Negli ultimi 10 anni, in tutta Europa, si è assistito ad una crescita di attenzione verso i prodotti dell’agricoltura biologica. Senza scomodare paragoni danteschi basta farci accompagnare dal Virgilio telematico di internet, o basta semplicemente, meglio ancora, parlare con qualche esperto, per aver chiaro che l’agricoltura biologica differisce dagli altri tipi di agricoltura per molti aspetti. Seguendo la Guida sulla normativa comunitaria in materia di agricoltura biologica, facilmente scaricabile dalla rete, possiamo riferirci alla definizione data dal Codex Alimentarius sulla base di contributi di esperti di livello mondiale: l’agricoltura biologica è considerata come un sistema globale di produzione agricola (vegetale e animale) che privilegia le pratiche di gestione piuttosto che il ricorso a fattori di produzione di origine esterna.
In quest’ottica i metodi colturali biologici e meccanici vengono impiegati di preferenza al posto dei prodotti chimici di sintesi. Consultando il sito dell’Associazione mediterranea agricoltura biologica (www.amab.it), si comprende come, in concreto, la fertilità del terreno venga salvaguardata mediante l’utilizzo di concimi organici, la pratica delle rotazioni colturali e lavorazioni attente alla struttura del suolo. Per il controllo delle malattie e degli insetti nocivi si rispettano i meccanismi naturali dell’ambiente e si evita l’impiego di fertilizzanti chimici, ormoni della crescita, antibiotici o manipolazioni genetiche. Giacomo Tosti, ricercatore della Facoltà di Agraria dell’Università di Perugia, ci spiega che alla base dell’agricoltura biologica vi è un principio di autonomia della natura, per cui il coltivatore biologico agisce sulla terra solo con il proprio lavoro e utilizza solo i mezzi agronomici che la natura stessa gli mette a disposizione, senza intervenire con altri strumenti esterni, come, appunto, sarebbero, quelli della chimica, questo ovviamente comporta una drastica diminuzione degli sprechi.
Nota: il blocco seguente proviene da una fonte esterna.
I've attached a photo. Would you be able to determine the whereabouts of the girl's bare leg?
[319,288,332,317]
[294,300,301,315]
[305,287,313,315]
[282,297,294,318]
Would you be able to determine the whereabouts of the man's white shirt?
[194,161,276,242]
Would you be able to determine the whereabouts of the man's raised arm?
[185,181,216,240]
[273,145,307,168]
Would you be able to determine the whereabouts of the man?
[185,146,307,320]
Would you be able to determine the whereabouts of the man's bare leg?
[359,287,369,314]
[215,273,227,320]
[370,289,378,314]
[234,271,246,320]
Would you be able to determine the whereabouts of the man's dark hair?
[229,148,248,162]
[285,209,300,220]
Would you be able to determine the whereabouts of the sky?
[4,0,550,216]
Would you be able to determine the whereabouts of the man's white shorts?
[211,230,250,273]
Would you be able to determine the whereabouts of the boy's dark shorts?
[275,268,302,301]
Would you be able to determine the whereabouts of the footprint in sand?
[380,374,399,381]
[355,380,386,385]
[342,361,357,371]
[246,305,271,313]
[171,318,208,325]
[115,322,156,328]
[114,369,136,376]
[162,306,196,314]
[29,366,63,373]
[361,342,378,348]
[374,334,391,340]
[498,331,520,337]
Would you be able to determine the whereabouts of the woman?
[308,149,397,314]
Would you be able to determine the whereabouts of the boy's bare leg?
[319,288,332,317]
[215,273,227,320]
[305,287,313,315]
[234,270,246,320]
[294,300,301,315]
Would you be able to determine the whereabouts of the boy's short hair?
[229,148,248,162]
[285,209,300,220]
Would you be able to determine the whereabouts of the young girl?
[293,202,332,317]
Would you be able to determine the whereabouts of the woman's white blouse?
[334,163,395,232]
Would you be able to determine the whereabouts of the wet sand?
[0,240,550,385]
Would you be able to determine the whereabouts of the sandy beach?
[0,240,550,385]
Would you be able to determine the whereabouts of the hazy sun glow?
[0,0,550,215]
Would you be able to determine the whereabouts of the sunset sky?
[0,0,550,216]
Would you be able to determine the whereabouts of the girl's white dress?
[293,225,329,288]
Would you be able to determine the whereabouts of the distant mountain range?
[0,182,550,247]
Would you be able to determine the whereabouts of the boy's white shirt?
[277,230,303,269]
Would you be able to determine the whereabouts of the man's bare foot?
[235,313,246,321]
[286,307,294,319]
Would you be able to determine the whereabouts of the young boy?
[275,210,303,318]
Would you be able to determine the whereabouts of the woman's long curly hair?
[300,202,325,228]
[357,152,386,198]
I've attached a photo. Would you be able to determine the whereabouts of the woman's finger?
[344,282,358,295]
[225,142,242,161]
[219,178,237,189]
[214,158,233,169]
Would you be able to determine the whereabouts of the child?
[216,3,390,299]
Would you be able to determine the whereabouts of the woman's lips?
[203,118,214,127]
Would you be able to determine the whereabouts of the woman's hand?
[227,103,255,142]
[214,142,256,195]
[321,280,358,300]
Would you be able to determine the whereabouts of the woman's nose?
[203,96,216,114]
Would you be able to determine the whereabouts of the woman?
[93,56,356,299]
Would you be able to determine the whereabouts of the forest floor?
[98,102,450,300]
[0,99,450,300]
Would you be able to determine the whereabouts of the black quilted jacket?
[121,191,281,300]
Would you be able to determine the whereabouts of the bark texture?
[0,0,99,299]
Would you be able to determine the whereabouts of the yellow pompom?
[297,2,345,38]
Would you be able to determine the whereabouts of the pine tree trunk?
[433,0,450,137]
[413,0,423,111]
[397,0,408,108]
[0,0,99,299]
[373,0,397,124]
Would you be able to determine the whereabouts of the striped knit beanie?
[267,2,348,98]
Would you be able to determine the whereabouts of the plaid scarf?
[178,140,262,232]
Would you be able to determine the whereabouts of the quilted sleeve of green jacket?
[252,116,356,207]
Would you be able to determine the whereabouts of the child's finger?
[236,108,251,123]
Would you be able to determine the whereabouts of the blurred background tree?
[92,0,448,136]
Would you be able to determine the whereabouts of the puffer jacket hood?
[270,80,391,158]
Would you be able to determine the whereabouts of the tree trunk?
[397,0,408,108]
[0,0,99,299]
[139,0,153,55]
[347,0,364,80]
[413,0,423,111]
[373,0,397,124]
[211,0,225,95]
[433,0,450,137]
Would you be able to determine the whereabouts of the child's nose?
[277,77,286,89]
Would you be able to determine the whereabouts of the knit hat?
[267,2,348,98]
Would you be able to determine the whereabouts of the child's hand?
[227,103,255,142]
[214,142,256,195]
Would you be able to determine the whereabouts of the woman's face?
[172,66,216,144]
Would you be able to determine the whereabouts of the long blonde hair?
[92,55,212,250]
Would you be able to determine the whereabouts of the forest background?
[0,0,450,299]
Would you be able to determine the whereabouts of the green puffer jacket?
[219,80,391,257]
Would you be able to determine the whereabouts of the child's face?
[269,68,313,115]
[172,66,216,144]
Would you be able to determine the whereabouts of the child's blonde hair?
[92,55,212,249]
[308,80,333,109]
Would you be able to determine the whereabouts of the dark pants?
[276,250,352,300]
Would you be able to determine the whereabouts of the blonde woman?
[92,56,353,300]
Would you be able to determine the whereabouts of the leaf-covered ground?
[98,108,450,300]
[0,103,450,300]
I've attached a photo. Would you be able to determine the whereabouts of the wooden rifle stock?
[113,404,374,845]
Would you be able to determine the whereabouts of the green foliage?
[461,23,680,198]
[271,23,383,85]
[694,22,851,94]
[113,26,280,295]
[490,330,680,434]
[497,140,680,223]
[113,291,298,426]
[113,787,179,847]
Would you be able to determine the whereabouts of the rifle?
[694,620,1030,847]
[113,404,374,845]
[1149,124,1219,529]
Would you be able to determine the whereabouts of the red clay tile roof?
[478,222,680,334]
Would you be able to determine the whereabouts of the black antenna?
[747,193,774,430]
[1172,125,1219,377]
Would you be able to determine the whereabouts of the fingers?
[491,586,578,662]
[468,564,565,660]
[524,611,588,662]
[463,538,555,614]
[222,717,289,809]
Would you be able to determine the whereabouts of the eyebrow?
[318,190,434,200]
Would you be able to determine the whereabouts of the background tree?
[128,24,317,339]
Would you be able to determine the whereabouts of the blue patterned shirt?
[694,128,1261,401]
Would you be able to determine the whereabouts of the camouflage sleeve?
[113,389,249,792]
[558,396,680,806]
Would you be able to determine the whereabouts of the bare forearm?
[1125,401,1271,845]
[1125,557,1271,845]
“Ciò che il coltivatore ha a disposizione” spiega Tosti – lo usa cercando di raggiungere la massima efficienza, così non ci sono sprechi e, ovviamente, si produce meno inquinamento. Ma il vantaggio è anche quello dei produttori che evitano consumi inutili nel percorso di produzione’. Il dibattito sui possibili futuri sviluppi dell’agricoltura biologica è aperto. Il sito dell’Unione europea (www.europa.eu.int) è chiaro nel delineare l’importante ascesa della produzione biologica. Dall’entrata in vigore della normativa comunitaria sull’agricoltura biologica nel 1992, più di diecimila aziende in Italia si sono convertite a questo sistema, in risposta ad un aumento della domanda di questo tipo di prodotti che offrono garanzie di qualità e informazioni sui metodi di produzione. Oltre a garantire la produzione di un cibo sicuro, è anche ecologico. Rimane però il problema dei prezzi. I prodotti biologici sono sempre stati più costosi di quelli ottenuti con metodi tradizionali.
Ora però c’è un numero sempre maggiore di consumatori disposti a pagare di più alimenti che offrano maggiori garanzie di qualità e di sicurezza. Il futuro, tuttavia, per adesso, non sembra poter essere quello della grande distribuzione, ciò su cui invece è orientata l’agricoltura biologica è la sua applicazione verso una produzione di qualità, l’agronoma Francesca Smacchi suggerisce che sia proprio questa la strada da seguire: “Le produzioni di qualità come quella dell’olivo qui da noi, in Umbria, hanno avuto un grande successo, bisogna lavorare su questa strada, confidando sempre nella grande onestà da parte dei produttori nell’attenersi alla norme stabilite per l’agricoltura biologica”.